Born in 1989 in Istanbul, Gülşah Mursaloğlu received her B.A. degree from the Department of Sociology at Boğaziçi University before completing her graduate studies at the School of the Art Institute of Chicago. In her works, she explores materiality, matter’s agency and human and non-human temporalities. Her installations emerge after an in-depth and extensive research process, and don’t remain stable in form, but instead manifest themselves as dynamic and fluid systems through their ephemeral nature.

Mursaloğlu's artist video can be accessed from the link below. 

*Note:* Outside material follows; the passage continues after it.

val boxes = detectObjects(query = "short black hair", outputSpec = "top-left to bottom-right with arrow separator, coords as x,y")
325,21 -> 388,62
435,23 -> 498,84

Gülşah Mursaloğlu | 2nd Term Artist Videos


Devouring the Earth, in Perishable Quantities

Devouring the Earth, in Perishable Quantities is a body of work that contemplates the ways we devour the earth and the underground, both literally and metaphorically. Human and non-human communities have indulged in practices of geophagia (eating dirt), at times as a means to receive particular minerals, at other times as a way to establish a connection with the land. These practices became shameful for people over the course of several centuries. However today eating clay and other minerals have made a comeback as healing practices and a way to boost immunity. 

Departing from the act of eating the earth, the installation brings together several materials; non-food items we devour both intentionally and involuntarily over the course of our daily lives. It covers a range of cases across different lands: kaolin that is extracted from the mines in Georgia and later sold in zip-locks in supermarkets as Grandma’s White Dirt; arsenic that was regularly ingested by different communities in Austria in the 19th century; and the microplastics that find their ways into our guts through the city water. Devouring the Earth, in Perishable Quantities investigates the limits of hosting a foreign substance/matter in a body, and borrows forms from the geological and biological extraction processes. Within the installation microplastics meander in washing machine filters, arsenic in the solar pills and computer chips slips into soaps and artificially manufactured mineral blocks unite with kaolin and transform into medicinal clays. It hosts various processes of leakage, amalgamation and digestion across different temporalities. In doing so, it aims to underscore the entanglement within the acts of eating/consuming/devouring that are often promoted as choice-based; and the points and practices of continuity between humans and other agencies. 


Dear Laurie, Dear Gülşah

Dear Laurie, Dear Gülşah is a publication that brings together the correspondence between A. Laurie Palmer and Gülşah Mursaloğlu across distant geographies from April to September 2020. Within this transformative year that bore witness to a global pandemic, anti-racist protests, fall of powerful figures and monuments and fires around both continents, the letters both reflect on the present moment and offer insight into the artists’ practices and long-term projects.